Catégorie : Pauvreté

  • Ques­tion de redis­tri­bu­tion… et de modèle social

    Ques­tion de redis­tri­bu­tion… et de modèle social

    En pratique, si certaines miettes tombent en bas, les finances qu’on donne aux plus riches profitent d’abord aux plus riches. Formulé ainsi personne ne s’en étonne, mais la fable qui voudrait qu’en soute­nant les plus riches on relève toute la société a la vie dure. Elle ne s’ap­puie malheu­reu­se­ment sur rien de concret.

    Wealth doesn't trickle down. It trickles outwards - to tax havens.
    Wealth doesn’t trickle down. It trickles outwards – to tax havens.

    Le problème c’est qu’on semble inca­pable d’oser dire « stop » à la classe supé­rieure, qui demande de plus en plus.

    Aux États Unis, on se rend compte que des grands groupes payent plus en indem­ni­tés à leur PDG qu’à la commu­nauté via le fisc. Au niveau mondial ce sont 211 000 personnes qui détiennent 13% du capi­tal plané­taire, y compris les éner­gies fossiles, les loge­ments, les terres, les moyens de produc­tion… C’est 0,004% de la popu­la­tion et ce déséqui­libre va gran­dis­sant.

    Évolution du salaire moyen horaire hors inflation des salariés du secteur privé aux Etats-Unis. Baisse depuis 2011.
    Évolu­tion du salaire moyen horaire hors infla­tion des sala­riés du secteur privé aux Etats-Unis. Baisse depuis 2011.

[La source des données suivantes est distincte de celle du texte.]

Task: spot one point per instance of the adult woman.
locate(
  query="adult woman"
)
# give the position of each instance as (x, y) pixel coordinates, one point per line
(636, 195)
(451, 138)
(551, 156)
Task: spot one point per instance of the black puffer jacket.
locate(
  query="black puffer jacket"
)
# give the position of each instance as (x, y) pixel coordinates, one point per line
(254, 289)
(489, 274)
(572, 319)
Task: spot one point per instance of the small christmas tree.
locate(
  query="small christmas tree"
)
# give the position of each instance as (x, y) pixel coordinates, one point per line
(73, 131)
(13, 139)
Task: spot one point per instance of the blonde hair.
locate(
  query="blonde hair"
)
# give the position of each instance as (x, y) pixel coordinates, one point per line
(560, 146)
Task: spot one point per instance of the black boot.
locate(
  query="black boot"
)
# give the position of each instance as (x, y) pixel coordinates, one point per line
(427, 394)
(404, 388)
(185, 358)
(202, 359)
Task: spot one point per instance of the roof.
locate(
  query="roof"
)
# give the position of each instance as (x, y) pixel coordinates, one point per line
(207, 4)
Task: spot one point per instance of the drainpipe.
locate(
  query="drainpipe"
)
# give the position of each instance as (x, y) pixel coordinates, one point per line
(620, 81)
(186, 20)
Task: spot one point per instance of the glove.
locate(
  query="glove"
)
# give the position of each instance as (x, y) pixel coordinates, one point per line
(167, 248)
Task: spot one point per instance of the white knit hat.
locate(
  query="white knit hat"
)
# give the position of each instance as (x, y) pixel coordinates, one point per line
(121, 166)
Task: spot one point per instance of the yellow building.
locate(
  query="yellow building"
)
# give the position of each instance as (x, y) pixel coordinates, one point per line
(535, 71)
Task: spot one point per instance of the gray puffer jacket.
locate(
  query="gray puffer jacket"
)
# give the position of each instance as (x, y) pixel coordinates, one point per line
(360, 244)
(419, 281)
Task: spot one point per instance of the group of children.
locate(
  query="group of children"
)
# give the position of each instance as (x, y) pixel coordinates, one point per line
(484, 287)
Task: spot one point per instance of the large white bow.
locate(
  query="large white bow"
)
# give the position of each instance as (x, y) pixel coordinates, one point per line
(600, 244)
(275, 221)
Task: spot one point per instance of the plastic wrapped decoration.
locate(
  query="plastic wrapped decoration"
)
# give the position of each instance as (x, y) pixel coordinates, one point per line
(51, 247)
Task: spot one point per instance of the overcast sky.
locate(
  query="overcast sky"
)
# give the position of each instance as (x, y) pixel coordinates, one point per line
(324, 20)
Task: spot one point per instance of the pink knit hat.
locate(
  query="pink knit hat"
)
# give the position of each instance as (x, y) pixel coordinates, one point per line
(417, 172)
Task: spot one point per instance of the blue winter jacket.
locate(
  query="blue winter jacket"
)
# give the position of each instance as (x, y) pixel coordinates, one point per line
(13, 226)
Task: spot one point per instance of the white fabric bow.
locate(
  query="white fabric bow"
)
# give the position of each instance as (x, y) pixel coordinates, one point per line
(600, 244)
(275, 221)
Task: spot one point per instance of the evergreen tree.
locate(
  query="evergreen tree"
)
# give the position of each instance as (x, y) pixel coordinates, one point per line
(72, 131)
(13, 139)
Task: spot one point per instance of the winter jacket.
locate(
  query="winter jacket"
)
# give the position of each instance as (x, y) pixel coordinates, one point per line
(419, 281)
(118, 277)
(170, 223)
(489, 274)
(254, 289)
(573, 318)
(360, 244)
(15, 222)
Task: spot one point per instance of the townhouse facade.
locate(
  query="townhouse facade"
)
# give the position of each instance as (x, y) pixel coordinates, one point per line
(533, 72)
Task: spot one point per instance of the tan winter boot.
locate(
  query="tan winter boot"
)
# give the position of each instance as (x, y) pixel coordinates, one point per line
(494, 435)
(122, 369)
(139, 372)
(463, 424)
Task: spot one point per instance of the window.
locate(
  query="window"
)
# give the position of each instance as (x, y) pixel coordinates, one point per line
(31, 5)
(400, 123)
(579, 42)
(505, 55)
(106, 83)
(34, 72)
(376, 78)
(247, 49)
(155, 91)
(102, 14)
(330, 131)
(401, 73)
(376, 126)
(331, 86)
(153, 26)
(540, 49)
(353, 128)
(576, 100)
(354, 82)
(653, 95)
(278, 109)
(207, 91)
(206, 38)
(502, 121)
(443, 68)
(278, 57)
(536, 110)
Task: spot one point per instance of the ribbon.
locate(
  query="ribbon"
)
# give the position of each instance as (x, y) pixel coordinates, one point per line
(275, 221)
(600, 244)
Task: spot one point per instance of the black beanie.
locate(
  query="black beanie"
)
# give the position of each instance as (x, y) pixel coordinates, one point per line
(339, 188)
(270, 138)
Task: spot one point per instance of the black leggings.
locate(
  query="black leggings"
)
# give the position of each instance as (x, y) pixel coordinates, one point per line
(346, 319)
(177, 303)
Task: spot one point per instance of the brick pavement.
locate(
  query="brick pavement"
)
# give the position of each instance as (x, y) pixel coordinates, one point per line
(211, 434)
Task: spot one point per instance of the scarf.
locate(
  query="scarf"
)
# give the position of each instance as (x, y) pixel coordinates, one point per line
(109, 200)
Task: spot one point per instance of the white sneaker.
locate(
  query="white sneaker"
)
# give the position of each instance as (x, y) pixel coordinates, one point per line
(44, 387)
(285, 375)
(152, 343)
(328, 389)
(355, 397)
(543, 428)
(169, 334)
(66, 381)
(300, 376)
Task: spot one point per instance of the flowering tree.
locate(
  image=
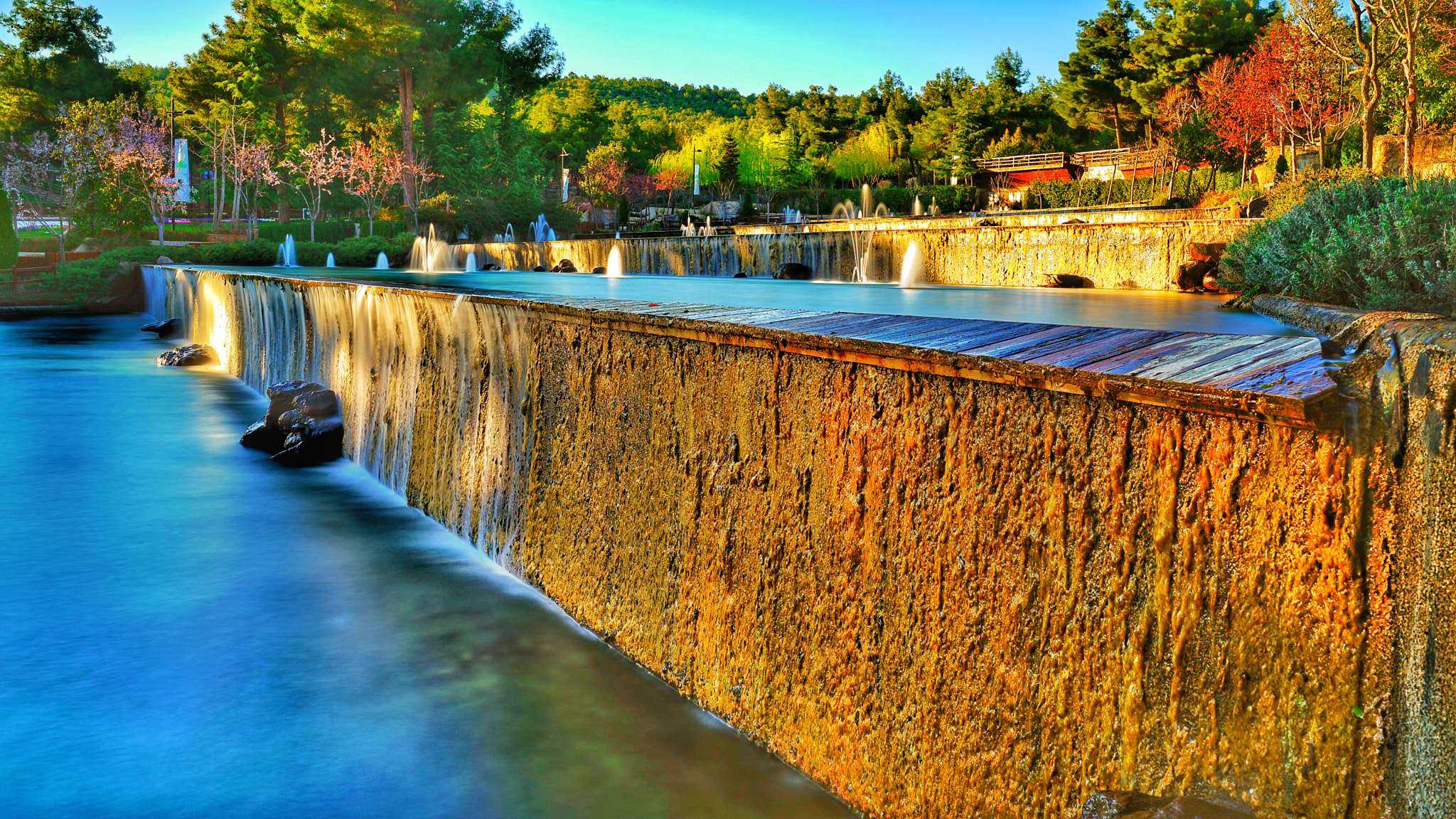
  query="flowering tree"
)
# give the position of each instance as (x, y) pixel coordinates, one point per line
(316, 166)
(252, 169)
(53, 177)
(369, 173)
(669, 181)
(139, 158)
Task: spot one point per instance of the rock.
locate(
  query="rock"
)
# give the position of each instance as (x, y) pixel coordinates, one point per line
(169, 328)
(796, 272)
(1190, 276)
(1120, 803)
(268, 433)
(312, 442)
(1206, 251)
(190, 356)
(1068, 280)
(1194, 808)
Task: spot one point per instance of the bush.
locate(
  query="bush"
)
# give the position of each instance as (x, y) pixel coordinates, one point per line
(1372, 244)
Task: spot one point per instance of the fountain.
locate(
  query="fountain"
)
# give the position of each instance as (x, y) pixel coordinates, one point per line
(287, 255)
(912, 269)
(432, 254)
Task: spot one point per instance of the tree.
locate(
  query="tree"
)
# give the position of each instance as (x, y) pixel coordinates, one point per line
(1181, 38)
(1407, 21)
(1351, 40)
(1096, 77)
(58, 59)
(315, 168)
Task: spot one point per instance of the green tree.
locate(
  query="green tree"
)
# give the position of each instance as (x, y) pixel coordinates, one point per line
(1096, 76)
(1181, 38)
(58, 57)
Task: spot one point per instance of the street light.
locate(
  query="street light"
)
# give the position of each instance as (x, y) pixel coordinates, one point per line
(172, 126)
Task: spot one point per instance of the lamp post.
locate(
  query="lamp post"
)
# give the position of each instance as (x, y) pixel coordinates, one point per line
(565, 183)
(172, 129)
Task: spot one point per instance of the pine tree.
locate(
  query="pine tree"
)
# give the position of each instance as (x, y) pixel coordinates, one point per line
(1096, 76)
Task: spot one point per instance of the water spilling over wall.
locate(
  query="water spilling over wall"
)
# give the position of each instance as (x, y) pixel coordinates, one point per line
(1130, 255)
(938, 596)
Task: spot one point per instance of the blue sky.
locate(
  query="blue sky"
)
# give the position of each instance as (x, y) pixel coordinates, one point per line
(744, 44)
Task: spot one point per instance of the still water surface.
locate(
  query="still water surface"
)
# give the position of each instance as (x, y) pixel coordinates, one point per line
(188, 630)
(1142, 309)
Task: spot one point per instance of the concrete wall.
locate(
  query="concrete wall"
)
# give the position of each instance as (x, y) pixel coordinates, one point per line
(938, 596)
(1130, 255)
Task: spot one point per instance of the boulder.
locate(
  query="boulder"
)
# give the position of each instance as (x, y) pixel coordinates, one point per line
(190, 356)
(796, 272)
(169, 328)
(267, 433)
(1206, 251)
(1068, 280)
(1120, 803)
(1190, 276)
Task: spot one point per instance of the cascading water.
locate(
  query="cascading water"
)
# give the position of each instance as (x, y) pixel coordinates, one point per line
(287, 255)
(398, 362)
(912, 269)
(432, 255)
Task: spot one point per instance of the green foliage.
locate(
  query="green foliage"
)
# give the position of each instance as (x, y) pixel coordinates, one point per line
(9, 242)
(1374, 244)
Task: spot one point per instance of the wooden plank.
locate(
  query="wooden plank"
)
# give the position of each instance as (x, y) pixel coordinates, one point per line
(1075, 358)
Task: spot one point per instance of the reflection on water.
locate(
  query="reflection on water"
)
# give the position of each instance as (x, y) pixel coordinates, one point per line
(190, 630)
(1145, 309)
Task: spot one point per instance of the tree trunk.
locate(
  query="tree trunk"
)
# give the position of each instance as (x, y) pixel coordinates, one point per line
(407, 130)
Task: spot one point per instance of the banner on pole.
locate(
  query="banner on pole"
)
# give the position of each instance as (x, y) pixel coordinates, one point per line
(183, 171)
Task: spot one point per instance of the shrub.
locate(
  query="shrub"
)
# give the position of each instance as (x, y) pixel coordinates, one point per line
(1371, 242)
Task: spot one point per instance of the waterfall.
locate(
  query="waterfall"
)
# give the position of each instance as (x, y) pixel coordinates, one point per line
(401, 363)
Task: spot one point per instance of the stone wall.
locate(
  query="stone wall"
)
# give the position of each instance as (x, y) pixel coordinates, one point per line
(1130, 255)
(938, 596)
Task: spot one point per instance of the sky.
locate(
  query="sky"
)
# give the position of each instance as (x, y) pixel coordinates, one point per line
(746, 44)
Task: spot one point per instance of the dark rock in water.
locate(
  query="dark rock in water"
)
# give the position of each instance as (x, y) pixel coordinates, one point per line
(264, 437)
(318, 404)
(1069, 280)
(269, 432)
(796, 272)
(190, 356)
(169, 328)
(312, 442)
(1193, 808)
(1190, 276)
(1115, 803)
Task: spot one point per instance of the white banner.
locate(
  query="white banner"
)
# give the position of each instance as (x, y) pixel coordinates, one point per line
(183, 171)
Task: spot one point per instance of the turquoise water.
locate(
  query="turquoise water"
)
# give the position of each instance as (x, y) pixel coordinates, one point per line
(190, 630)
(1143, 309)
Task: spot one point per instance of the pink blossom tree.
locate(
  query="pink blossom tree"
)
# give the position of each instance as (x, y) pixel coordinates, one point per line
(315, 168)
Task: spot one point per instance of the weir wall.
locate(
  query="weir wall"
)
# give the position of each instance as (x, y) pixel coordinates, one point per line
(1129, 255)
(936, 595)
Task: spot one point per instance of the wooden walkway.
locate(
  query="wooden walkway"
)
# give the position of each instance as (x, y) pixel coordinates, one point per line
(1270, 378)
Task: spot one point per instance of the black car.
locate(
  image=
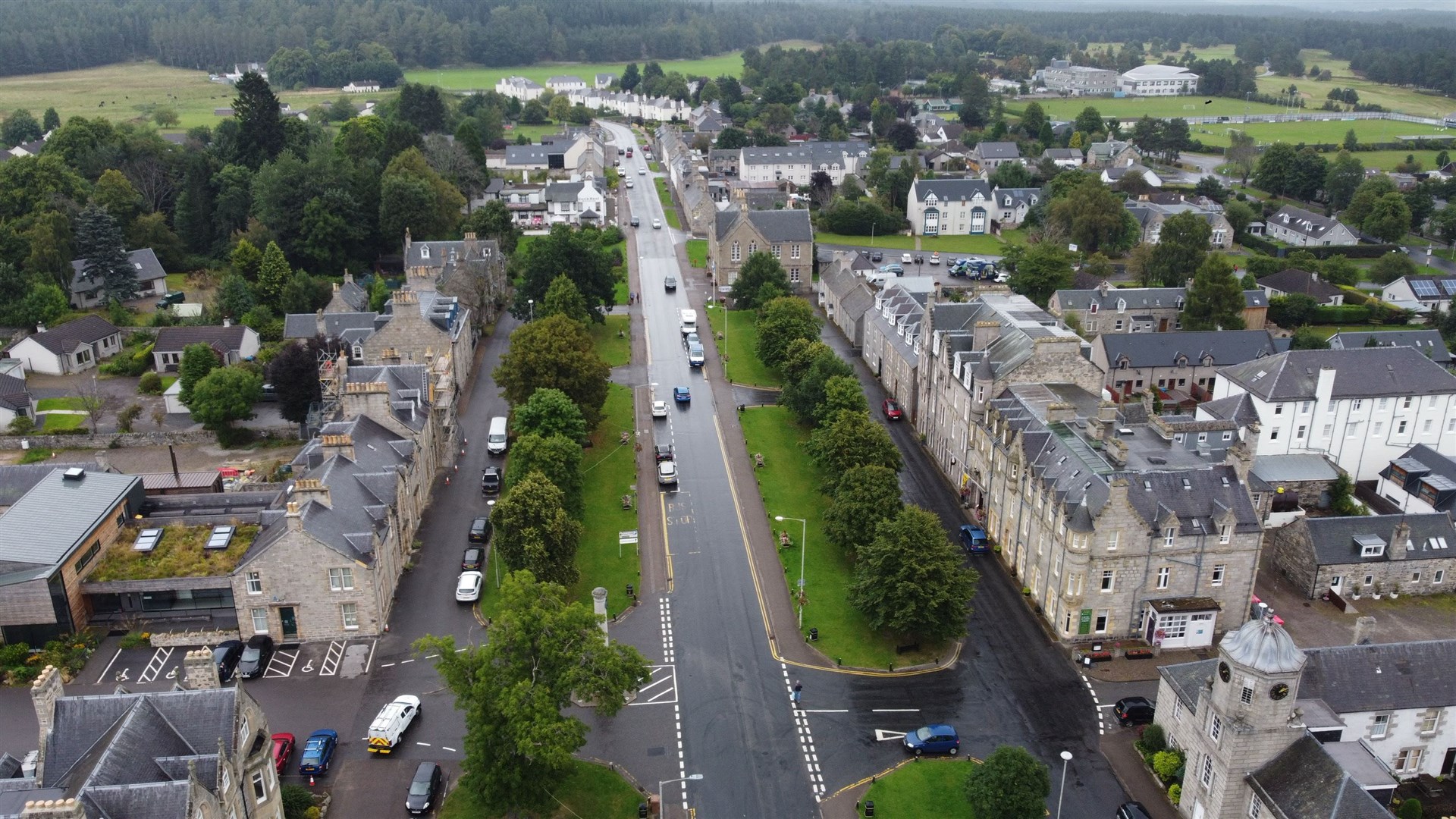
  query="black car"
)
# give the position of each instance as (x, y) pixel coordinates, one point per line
(226, 656)
(472, 558)
(255, 656)
(1133, 711)
(424, 789)
(481, 531)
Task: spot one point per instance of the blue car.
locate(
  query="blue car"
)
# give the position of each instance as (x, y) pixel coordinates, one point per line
(934, 739)
(318, 751)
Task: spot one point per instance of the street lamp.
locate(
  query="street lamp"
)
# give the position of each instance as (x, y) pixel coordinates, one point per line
(1066, 757)
(691, 777)
(804, 542)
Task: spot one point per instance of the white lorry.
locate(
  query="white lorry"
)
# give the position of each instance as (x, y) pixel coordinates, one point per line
(389, 726)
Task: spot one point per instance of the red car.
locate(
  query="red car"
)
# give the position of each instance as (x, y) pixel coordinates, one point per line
(283, 749)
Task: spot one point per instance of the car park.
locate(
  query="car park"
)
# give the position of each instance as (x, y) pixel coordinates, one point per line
(226, 656)
(934, 739)
(468, 586)
(254, 661)
(318, 752)
(283, 749)
(1133, 711)
(424, 789)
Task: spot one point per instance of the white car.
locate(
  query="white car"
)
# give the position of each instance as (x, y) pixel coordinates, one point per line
(468, 588)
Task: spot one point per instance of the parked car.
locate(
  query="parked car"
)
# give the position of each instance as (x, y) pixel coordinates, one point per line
(255, 656)
(318, 751)
(468, 586)
(1133, 711)
(481, 531)
(934, 739)
(424, 789)
(472, 558)
(283, 749)
(226, 656)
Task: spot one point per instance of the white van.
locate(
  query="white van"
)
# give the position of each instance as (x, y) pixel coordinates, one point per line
(495, 441)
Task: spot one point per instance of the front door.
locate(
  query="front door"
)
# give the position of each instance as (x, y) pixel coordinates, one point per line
(290, 623)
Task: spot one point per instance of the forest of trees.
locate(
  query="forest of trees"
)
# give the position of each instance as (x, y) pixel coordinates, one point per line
(197, 34)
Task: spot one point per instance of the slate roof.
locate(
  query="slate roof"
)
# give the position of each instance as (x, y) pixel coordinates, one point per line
(1427, 341)
(952, 190)
(1165, 349)
(1382, 676)
(67, 337)
(1294, 280)
(177, 338)
(1334, 538)
(145, 261)
(1307, 783)
(55, 515)
(1369, 372)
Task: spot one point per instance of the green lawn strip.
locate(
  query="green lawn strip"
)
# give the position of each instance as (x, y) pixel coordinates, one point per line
(607, 471)
(666, 197)
(613, 350)
(740, 349)
(584, 790)
(928, 789)
(698, 253)
(789, 487)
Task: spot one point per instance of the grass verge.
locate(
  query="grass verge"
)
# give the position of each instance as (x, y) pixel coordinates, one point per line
(929, 789)
(740, 350)
(615, 350)
(666, 197)
(789, 485)
(698, 253)
(584, 790)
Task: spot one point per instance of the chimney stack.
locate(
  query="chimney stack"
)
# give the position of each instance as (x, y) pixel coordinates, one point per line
(200, 670)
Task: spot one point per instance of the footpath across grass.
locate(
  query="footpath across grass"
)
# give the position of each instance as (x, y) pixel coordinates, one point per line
(789, 487)
(929, 789)
(584, 790)
(740, 349)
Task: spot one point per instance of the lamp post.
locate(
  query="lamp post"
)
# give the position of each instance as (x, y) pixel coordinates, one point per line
(804, 542)
(691, 777)
(1066, 757)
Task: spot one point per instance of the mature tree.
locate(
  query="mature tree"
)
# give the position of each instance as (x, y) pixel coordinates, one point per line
(1389, 219)
(783, 321)
(514, 689)
(851, 439)
(1011, 783)
(909, 579)
(864, 497)
(1216, 297)
(1181, 248)
(761, 280)
(533, 529)
(1041, 271)
(565, 251)
(551, 413)
(259, 127)
(224, 395)
(98, 242)
(555, 353)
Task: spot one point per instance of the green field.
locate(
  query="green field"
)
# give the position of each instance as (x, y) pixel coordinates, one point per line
(485, 79)
(131, 91)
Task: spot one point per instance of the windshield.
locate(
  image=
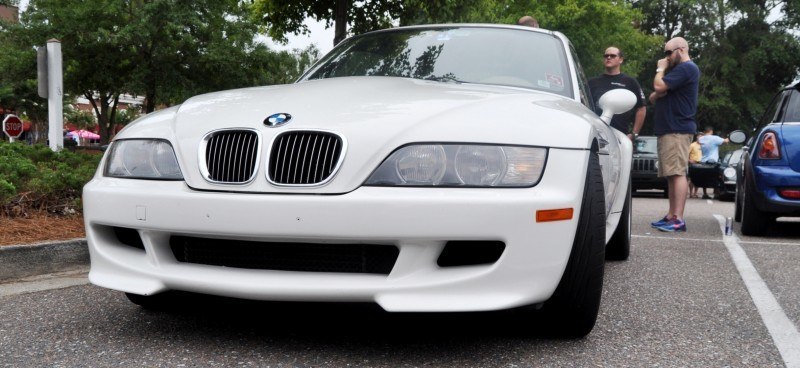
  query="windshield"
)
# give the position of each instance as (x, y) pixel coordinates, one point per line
(645, 145)
(499, 56)
(733, 158)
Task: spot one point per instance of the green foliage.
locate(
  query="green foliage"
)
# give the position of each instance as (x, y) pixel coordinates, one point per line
(744, 59)
(163, 50)
(80, 118)
(33, 176)
(281, 17)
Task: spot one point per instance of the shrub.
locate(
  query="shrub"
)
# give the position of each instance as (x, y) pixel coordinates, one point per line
(34, 177)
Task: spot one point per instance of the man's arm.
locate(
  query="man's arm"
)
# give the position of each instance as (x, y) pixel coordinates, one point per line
(659, 86)
(656, 95)
(638, 121)
(658, 81)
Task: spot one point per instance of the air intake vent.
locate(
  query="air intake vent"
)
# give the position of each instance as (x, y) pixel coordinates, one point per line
(230, 156)
(304, 157)
(644, 164)
(303, 257)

    En France, les grands patrons ont obtenu des allè­ge­ments histo­riques de fisca­lité pour aider à leur compé­ti­ti­vité et compen­ser des bas salaires vrai­sem­bla­ble­ment trop chers. En paral­lèle pour­tant, la part des salaires dans le PIB ne fait que dimi­nuer depuis 40 ans, les salaires commencent à dimi­nuer aussi (à monnaie constante). Autant dire que non, ça ne permet pas d’amé­lio­rer l’em­ploi, ça permet surtout de conso­li­der des divi­dendes et la course à la capi­ta­li­sa­tion.

    Depuis 40 ans, la part du PIB reversée des salaires vers les dividendes représente 1,5x le PIB.
    Depuis 40 ans, la part du PIB rever­sée des salaires vers les divi­dendes repré­sente 1,5x le PIB.

    Les aides, baisses de fisca­lité et déré­gle­men­ta­tions ne font qu’a­li­men­ter le haut de la pyra­mide. Les divi­dendes explosent pendant que les PDG font la mine du chat de Shreck en mettant tout sur le dos de la crise. Ça ne s’ar­rête pas. Ils osent tout, jusqu’à vouloir dénon­cer l’obli­ga­tion de moti­ver les licen­cie­ments.

    Entre temps, rien ne s’ar­range. Les gens lais­sés sur le carreau sont de plus en plus nombreux : +44% de SDF en 10 ans. Le pire est peut être de se rendre compte que 25% d’entre eux ont pour­tant un emploi.

    Quant à la baisse des « charges » pour la compé­ti­ti­vité des entre­prises, c’est tout simple­ment une baisse des coti­sa­tions sociales, dont les caisses sont pour­tant déjà dans le rouge depuis des années. Il serait illu­soire de croire que cela ne va pas faire bais­ser le niveau de vie et se santé de ceux qui sont le plus dans le besoin.

    Les pauvres sont trop pauvres, mais ne les aidons pas avec nos impôts
    61% pour dire qu’il faut augmen­ter les minima sociaux, mais 58% pour refu­ser d’aug­men­ter les impôts à cette fin. Blocage idéo­lo­gique.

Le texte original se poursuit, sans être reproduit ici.